Ethiopia is home to the highest number of conflict-related internally displace people (IDP) in the world, according to recent report by Internal Displacement Monitoring Center’s (IDMC) 2019 Global report.
According to the report, Ethiopia has 2.9 million internally displaced people due to conflicts and violence, higher than in Syria and Somalia.
“Unresolved conflicts and a rise in communal violence were responsible for most of the 10.8 million new displacements associated with conflict and violence in 2018,” says the report.
“Ethiopia, the Democratic Republic of the Congo (DRC) and Syria accounted for more than half of the global figure.
“Against a backdrop of important and many positive political changes, 2.9 million new displacements associated with conflict were recorded in Ethiopia, the highest figure in the world and four times as many as in 2017,” the report said.
Minister of Peace, Muferiat Kamil, told journalists over the weekend that the repatriation process will be conducted voluntarily.

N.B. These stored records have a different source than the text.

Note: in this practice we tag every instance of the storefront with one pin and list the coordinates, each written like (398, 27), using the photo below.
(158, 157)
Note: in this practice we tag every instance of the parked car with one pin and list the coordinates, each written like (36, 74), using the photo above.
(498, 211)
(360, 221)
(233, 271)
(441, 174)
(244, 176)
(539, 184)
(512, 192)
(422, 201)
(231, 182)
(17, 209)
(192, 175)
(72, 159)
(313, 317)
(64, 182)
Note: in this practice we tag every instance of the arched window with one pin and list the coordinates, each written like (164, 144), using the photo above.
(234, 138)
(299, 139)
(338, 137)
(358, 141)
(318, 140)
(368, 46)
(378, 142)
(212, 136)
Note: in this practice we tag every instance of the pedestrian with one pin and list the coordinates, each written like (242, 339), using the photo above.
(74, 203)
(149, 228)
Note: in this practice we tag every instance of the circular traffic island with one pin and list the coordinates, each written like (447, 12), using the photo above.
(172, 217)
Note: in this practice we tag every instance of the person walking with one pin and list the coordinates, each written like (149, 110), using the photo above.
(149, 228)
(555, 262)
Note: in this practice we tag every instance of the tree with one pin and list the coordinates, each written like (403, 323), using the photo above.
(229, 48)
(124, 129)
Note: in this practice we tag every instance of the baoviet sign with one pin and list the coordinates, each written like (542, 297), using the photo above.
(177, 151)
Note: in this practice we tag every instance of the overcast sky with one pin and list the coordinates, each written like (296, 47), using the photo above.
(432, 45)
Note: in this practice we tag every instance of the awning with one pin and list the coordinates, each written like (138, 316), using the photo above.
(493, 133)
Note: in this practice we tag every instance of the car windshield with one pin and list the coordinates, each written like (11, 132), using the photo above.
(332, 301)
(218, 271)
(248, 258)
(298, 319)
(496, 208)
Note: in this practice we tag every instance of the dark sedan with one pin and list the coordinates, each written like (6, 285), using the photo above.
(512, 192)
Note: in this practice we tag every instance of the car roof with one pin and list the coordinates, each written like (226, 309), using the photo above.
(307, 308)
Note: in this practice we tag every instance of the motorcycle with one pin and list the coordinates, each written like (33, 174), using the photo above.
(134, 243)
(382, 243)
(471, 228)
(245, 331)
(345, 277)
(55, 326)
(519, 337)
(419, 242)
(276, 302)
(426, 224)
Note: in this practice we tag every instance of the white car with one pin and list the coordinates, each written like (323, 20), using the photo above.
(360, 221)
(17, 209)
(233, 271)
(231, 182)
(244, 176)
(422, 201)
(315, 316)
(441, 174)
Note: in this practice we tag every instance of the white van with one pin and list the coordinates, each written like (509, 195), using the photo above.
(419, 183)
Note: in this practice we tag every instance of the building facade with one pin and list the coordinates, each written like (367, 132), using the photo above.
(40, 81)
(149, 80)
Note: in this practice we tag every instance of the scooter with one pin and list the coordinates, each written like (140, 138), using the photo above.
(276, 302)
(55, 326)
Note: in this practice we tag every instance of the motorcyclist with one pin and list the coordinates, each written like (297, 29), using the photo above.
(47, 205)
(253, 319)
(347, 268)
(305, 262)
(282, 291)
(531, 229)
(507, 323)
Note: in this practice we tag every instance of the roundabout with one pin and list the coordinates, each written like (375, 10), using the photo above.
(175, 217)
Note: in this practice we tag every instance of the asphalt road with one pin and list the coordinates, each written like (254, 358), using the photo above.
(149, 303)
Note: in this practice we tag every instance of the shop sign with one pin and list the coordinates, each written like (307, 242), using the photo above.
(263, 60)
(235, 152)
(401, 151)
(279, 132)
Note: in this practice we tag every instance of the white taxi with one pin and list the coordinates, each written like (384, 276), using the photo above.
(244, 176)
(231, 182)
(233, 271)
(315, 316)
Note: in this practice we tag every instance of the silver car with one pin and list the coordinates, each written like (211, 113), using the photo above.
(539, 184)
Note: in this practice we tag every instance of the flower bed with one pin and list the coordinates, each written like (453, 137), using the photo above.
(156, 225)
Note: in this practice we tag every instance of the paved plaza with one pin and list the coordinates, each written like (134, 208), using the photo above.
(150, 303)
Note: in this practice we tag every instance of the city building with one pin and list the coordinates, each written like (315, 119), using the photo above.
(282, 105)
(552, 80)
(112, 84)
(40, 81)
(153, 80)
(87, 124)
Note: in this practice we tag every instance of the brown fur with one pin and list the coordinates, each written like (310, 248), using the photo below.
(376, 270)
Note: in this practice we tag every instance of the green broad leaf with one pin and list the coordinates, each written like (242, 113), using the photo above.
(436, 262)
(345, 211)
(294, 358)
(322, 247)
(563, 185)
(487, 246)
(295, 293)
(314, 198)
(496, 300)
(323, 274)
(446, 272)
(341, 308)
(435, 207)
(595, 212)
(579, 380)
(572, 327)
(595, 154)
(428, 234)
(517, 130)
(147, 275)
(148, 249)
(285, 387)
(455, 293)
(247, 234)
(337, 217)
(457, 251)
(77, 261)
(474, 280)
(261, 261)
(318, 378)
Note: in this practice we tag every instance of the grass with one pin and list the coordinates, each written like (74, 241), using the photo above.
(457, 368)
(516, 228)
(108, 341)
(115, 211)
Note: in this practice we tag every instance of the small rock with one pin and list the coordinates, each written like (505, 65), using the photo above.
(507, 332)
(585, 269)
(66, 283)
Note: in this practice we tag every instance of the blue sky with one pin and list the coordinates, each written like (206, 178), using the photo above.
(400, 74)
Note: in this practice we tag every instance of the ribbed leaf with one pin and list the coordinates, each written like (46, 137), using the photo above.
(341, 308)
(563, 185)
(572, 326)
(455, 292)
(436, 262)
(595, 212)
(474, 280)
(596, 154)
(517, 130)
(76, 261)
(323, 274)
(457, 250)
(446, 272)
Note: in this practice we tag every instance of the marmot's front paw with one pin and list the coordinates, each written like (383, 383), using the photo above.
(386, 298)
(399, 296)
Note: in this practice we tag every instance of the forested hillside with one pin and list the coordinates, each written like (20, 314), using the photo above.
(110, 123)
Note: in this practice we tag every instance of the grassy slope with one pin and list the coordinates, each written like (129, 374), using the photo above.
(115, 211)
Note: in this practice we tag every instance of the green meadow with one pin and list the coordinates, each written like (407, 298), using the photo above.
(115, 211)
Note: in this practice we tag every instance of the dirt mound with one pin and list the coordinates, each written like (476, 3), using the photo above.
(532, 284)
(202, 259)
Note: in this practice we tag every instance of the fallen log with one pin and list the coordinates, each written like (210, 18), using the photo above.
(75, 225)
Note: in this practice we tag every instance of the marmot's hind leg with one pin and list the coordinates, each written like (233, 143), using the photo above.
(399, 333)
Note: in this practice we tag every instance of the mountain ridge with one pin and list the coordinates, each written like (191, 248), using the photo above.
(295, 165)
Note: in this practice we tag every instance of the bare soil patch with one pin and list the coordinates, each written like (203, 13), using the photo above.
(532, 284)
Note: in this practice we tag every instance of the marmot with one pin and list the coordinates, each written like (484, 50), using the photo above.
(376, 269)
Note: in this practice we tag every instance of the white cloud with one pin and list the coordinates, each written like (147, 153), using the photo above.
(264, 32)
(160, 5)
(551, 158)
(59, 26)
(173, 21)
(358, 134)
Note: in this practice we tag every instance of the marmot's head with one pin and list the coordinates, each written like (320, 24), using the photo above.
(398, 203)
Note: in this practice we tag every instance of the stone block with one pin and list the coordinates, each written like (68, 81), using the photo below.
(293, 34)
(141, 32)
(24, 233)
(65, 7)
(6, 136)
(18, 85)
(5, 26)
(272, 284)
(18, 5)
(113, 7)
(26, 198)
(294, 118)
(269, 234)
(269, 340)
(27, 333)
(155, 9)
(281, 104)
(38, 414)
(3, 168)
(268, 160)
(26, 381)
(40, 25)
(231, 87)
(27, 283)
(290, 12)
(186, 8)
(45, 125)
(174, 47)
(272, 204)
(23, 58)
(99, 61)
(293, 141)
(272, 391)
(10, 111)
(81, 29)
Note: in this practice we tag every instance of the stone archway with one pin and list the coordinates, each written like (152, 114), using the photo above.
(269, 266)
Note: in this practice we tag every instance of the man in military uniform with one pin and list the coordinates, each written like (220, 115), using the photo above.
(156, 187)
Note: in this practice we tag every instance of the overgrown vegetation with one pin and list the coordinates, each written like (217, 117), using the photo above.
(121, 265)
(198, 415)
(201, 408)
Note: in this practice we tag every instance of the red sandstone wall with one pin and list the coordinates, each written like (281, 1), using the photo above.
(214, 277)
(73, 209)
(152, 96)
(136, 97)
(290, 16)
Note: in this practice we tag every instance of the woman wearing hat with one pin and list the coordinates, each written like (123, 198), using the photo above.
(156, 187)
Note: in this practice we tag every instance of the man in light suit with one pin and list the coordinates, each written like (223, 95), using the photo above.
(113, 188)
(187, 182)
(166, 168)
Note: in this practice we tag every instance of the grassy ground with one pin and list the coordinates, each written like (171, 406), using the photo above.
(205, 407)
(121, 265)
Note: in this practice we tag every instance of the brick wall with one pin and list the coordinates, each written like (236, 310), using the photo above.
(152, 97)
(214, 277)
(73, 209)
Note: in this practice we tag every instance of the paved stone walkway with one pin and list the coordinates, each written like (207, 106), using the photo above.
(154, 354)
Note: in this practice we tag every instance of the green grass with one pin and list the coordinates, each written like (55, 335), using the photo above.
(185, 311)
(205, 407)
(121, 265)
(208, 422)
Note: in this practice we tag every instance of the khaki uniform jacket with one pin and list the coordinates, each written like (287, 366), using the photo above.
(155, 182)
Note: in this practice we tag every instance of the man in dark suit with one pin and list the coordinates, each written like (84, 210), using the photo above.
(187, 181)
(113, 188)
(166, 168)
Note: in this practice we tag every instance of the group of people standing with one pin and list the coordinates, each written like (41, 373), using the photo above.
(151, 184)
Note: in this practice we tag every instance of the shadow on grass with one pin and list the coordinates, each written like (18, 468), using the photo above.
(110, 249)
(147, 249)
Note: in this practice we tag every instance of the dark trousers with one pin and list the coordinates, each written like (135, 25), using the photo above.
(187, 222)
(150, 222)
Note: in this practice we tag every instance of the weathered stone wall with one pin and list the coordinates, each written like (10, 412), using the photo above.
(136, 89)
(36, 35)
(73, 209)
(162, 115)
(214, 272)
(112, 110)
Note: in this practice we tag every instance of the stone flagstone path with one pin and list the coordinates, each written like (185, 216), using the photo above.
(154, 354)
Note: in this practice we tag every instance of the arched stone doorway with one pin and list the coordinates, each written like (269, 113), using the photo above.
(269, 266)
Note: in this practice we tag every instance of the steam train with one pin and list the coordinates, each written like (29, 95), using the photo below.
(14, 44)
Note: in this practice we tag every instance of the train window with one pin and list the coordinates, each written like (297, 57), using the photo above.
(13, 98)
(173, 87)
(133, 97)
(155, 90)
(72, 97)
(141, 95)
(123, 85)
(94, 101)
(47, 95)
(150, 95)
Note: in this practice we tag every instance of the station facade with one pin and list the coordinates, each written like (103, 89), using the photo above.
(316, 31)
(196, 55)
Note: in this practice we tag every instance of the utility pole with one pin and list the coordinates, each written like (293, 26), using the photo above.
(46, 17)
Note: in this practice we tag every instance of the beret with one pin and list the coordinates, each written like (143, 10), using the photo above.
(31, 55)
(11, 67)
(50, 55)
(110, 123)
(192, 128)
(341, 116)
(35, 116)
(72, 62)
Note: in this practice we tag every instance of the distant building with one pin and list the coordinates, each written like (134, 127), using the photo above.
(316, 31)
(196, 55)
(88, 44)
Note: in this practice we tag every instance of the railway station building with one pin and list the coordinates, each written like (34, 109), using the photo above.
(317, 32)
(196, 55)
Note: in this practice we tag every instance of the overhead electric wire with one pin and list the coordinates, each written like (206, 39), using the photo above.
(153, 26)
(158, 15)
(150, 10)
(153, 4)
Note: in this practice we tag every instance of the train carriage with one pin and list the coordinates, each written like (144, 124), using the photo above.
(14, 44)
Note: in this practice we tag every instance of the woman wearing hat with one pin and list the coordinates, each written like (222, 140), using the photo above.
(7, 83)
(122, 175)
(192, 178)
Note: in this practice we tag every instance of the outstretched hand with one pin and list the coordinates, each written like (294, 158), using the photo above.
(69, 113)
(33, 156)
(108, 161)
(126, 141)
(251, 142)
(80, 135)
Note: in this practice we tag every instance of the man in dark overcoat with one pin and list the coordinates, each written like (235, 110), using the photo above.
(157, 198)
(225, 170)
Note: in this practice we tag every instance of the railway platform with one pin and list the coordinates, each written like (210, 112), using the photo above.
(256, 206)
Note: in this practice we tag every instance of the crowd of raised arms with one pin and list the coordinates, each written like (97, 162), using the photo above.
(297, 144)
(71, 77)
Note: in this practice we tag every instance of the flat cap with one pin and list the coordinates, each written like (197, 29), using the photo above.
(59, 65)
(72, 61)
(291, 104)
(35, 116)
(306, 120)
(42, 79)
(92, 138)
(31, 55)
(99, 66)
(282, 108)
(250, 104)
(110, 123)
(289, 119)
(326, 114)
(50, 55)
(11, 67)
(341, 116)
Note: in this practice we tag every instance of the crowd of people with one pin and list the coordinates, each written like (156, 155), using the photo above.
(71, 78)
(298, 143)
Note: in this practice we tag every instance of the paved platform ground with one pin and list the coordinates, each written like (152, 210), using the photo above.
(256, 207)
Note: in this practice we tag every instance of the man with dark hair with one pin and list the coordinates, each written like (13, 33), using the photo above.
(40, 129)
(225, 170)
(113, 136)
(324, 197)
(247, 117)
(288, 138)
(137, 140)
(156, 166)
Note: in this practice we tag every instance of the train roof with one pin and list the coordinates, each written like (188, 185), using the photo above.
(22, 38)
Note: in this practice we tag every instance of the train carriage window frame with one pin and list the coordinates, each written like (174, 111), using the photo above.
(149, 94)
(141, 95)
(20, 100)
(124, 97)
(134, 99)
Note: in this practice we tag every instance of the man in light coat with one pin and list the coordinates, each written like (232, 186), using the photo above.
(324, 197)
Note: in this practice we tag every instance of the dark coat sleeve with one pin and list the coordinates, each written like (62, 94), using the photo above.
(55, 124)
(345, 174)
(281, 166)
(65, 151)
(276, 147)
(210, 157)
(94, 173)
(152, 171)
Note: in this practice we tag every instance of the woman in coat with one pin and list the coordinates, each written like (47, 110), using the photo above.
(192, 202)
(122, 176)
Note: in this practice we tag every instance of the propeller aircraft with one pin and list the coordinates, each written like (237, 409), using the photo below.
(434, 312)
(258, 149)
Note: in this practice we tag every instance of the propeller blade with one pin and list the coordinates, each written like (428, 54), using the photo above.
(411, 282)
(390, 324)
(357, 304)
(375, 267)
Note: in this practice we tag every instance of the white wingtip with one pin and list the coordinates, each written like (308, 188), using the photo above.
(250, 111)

The government, however, claimed there are a total 2.3 million IDPs, and 1.2 million of them were displaced before March 2018 and the remaining 1.1 million after April 2018, she said.
The IDPs received food and non-food assistance in their temporary sites, with the government of Ethiopia covering 60 percent of the spending and donors contributing the remaining 40 percent, according to Muferiat.
As a result of the efforts undertaken during the past two months, 1.3 million people have returned to their areas of origin, the minister said
She said the returnees will be provided with all the necessary rehabilitation support for the intervening six months.